Esse livro tem uma construção curiosa porque cada conto dialoga com uma obra específica. Claro que essa influência/referência aparece escondido nos textos. E em cada um de uma forma. Mas posso citar: Uma arte: as cartas de Elizabeth Bishop, O pai da menina morta (Tiago Ferro), Os cus de judas (António Lobo Antunes) e Testemunho transiente (Juliano Garcia Pessanha). Os quatro contos partem de imagens, versos, vozes que estão dentro desses livros. É uma tentativa de diálogo/resposta.
Como você definiria seu estilo de escrita?
Pessoalmente, eu acredito que a literatura é uma fresta. É uma pequena rachadura pela qual podemos enxergar as questões humanas. Por isso, o que eu mais gosto de fazer é deixar essa fresta aberta. Dar todo o poder para o maior agente da literatura escrever a sua própria história: o leitor. Para isso, eu construo histórias que costumam ser fragmentárias, com frases soltas e curtas. Com descrição ilimitada e que tenha uma certa carga de subjetividade. Acredito que sejam as maiores características da minha escrita.
Como é o seu processo de escrita?
Gosto de construir um processo para cada livro que vou escrever, para cada história. O meu processo é justamente se preocupar com os processos. Estudar novas formas de escrever, partindo de uma fotografia, uma música, um poema. Um frame de um filme. Vale tudo e eu já tentei muitas coisas. Mas nunca será igual a anterior.
Você escreve desde quando? Como começou a escrever?
Eu escrevo de forma sistemática desde os meus 17 anos. Sempre tive um interesse muito grande por histórias. De diferentes formatos. Teatro, desenho, filmes, pintura. Precisei de um tempo para entender qual seria o melhor formato para mim. Qual seria o melhor formato para contar as minhas próprias histórias. Foi quando encontrei a literatura no ensino médio. Senti que teria muita liberdade para criar, visto que tudo que precisamos para fazer literatura é um papel e lápis. Comecei a ler tudo que caia na minha mão. Me interessar cada vez mais pela história da literatura e suas mais diversas vertentes. E assim que entrei na faculdade, comecei a rascunhar meus primeiros contos. Levou um tempo para ficar satisfeito com o primeiro. Mas, desde então, não parei mais de escrever.
Você tem alguma meta diária de escrita?
Justamente por essa mutação de processos que comentei acima, não tenho nenhuma meta diária nem ritual específico. Já tentei muitas coisas. Mas não me preocupo com isso. A literatura está sempre em mim. Todos os dias. Então, não tenho nenhum tipo de receio de ela sumir. Estou sempre montando projetos, mas nem sempre executando novas histórias.

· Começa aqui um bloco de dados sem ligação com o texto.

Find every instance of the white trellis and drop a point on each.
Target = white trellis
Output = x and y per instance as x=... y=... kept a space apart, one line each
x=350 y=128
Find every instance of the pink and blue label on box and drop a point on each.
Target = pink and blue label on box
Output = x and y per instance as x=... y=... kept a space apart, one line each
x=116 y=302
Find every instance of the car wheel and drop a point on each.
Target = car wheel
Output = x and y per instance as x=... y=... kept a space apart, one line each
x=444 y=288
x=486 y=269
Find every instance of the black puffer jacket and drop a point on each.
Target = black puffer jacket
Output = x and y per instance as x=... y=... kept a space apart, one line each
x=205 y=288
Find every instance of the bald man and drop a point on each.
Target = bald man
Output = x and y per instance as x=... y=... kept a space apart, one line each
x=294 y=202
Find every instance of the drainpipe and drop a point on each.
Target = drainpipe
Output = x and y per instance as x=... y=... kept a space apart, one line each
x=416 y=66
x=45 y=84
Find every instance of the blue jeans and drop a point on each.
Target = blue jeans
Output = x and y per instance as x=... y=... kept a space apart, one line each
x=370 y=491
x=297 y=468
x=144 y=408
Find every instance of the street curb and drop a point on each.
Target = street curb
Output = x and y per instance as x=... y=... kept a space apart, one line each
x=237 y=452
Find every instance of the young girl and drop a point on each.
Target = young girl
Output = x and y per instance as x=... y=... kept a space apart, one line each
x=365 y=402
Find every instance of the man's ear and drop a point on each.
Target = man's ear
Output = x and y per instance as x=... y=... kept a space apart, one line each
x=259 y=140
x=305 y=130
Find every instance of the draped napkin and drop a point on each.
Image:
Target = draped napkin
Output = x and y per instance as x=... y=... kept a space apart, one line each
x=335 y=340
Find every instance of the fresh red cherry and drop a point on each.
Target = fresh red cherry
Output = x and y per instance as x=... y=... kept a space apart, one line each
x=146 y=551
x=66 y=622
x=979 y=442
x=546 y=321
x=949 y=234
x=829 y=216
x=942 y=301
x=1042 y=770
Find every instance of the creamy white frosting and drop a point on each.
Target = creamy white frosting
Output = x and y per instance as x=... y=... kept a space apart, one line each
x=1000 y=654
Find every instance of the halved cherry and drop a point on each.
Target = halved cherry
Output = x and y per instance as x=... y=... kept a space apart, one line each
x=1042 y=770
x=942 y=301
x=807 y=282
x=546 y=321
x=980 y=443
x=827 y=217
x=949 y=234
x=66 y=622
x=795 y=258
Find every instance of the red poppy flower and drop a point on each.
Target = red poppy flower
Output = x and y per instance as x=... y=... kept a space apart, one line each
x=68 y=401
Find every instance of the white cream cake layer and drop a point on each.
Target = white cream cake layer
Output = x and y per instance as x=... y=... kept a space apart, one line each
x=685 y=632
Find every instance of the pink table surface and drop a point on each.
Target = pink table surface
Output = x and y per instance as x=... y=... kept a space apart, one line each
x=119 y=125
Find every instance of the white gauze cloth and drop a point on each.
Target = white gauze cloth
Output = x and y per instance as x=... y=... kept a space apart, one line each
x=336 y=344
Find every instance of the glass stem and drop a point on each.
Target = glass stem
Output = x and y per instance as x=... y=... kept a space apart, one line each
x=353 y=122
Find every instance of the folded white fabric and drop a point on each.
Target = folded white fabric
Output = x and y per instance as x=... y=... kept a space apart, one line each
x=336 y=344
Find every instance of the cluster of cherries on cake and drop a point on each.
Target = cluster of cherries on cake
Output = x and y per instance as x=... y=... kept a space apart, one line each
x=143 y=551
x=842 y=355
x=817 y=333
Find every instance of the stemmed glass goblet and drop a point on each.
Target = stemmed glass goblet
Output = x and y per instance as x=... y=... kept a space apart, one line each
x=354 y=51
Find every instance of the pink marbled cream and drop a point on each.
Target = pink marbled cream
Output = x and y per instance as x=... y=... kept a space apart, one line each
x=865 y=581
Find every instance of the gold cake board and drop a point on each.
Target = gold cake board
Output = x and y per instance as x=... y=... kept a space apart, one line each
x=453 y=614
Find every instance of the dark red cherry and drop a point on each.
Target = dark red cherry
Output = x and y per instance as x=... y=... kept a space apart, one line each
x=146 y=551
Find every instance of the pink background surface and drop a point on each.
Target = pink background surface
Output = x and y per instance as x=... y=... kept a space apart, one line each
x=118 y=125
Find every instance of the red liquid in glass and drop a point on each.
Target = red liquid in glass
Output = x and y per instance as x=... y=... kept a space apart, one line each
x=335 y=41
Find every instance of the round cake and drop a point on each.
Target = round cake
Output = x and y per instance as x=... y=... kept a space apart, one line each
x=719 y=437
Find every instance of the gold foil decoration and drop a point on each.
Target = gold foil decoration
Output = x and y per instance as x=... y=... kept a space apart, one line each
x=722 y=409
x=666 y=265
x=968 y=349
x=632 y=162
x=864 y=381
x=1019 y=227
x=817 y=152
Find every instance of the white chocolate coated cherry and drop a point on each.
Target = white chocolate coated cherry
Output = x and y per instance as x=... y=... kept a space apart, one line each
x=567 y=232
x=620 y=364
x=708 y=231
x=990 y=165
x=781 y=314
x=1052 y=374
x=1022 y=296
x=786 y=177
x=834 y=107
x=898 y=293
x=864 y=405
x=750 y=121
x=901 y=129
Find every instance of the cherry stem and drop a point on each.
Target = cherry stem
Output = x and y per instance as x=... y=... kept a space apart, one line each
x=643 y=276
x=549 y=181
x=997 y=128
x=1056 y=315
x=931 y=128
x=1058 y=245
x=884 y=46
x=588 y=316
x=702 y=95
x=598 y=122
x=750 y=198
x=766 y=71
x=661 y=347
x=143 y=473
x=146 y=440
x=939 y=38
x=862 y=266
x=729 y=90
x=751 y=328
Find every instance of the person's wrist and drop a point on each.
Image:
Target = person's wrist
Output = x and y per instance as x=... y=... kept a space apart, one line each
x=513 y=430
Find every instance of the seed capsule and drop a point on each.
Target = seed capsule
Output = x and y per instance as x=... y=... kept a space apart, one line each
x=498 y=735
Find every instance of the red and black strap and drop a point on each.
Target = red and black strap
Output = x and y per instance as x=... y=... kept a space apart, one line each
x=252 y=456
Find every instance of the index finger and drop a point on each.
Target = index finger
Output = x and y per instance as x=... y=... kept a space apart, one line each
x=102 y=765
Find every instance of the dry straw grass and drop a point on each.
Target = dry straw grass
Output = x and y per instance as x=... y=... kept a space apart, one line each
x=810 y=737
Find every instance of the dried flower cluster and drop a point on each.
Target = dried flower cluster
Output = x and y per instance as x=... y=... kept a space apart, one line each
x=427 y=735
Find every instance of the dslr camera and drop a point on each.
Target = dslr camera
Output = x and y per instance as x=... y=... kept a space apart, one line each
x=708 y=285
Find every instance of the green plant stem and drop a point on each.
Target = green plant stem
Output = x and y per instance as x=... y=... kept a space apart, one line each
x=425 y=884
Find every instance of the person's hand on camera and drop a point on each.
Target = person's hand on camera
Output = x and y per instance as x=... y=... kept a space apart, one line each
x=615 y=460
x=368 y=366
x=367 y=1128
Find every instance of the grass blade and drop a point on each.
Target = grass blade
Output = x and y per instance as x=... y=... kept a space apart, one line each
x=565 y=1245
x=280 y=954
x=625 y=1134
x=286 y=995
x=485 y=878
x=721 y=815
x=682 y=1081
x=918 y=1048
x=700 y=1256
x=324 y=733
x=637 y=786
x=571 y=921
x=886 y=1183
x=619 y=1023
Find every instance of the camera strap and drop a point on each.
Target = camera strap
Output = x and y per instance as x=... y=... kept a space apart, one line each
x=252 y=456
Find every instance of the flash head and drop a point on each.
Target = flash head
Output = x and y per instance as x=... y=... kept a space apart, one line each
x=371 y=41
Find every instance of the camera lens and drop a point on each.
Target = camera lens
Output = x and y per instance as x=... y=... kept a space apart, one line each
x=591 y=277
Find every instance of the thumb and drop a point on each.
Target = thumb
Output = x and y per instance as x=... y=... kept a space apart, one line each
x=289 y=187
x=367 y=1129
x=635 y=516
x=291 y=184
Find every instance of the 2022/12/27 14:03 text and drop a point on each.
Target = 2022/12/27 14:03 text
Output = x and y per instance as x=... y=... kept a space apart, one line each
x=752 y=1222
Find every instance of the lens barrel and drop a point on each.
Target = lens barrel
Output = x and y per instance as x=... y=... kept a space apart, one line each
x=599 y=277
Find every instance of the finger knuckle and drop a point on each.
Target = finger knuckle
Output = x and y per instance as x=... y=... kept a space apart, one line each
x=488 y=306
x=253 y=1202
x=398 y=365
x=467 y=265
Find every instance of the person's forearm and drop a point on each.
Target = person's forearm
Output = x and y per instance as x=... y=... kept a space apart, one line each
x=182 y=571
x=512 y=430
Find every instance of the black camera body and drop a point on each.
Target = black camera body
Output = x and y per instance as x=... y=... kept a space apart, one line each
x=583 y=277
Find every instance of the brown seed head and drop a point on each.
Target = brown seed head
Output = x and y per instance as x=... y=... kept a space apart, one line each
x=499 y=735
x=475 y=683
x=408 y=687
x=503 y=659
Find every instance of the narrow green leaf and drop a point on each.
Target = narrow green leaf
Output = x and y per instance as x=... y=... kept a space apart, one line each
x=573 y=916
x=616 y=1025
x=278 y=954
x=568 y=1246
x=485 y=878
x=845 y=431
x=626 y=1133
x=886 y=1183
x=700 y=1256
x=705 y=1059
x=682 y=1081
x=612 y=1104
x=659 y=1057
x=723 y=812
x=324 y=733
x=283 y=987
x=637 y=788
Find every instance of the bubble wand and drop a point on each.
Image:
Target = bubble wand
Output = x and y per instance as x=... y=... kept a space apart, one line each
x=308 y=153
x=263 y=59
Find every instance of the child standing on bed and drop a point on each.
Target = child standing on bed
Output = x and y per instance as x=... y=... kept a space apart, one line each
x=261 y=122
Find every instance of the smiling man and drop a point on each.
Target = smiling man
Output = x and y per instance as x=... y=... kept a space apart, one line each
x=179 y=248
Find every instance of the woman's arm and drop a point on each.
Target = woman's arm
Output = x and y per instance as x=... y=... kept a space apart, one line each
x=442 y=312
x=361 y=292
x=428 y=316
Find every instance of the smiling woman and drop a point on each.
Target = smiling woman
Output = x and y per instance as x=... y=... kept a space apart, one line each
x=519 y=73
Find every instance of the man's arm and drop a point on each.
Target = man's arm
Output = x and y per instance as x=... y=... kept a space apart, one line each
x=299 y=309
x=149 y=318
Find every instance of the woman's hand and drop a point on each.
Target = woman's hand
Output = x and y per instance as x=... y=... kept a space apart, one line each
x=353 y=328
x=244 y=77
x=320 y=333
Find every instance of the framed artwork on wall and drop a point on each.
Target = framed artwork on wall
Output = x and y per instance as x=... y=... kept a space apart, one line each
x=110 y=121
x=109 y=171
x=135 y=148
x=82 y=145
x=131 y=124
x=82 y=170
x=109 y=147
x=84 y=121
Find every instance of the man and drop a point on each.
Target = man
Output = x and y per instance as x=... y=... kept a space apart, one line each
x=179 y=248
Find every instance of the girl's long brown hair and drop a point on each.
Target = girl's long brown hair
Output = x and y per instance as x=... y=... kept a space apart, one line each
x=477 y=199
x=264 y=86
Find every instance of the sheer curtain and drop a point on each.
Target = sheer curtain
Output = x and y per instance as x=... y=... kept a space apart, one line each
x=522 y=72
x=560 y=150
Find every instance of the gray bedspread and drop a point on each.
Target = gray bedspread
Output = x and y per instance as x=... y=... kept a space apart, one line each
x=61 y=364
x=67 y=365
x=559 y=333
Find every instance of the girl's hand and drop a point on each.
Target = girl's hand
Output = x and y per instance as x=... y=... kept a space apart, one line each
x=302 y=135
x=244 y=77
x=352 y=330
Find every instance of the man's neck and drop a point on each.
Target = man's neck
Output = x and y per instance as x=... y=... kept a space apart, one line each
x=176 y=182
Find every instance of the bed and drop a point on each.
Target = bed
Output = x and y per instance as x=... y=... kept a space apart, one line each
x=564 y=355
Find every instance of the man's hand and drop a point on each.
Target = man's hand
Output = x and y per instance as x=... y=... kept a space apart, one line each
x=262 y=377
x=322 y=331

Como foi a sua aproximação com a editora? Como foi o processo de edição?
Eu já sabia do cuidado que a Mondru tem com a identidade visual dos livros. E eu queria muito poder trabalhar esse aspecto em diálogo com os textos nesse segundo livro. Por isso eles estavam no meu radar. Eu entrei por meio de um edital. Eles abriram chamada para autores de todo o Brasil e resolvi arriscar. Deu certo. O processo de edição foi tranquilo. Algumas reuniões para aparar algumas questões do texto e, principalmente, para definir a capa e as artes internas.
Quais são os seus projetos atuais de escrita? O que vem por aí?
Atualmente, estou no processo de escrita do meu primeiro romance. Ainda está bem embrionário, mas já defini alguns aspectos importantes. E a primeira versão avançada. Além disso, estou no processo de revisão da minha primeira peça de teatro e de um roteiro para um curta-metragem.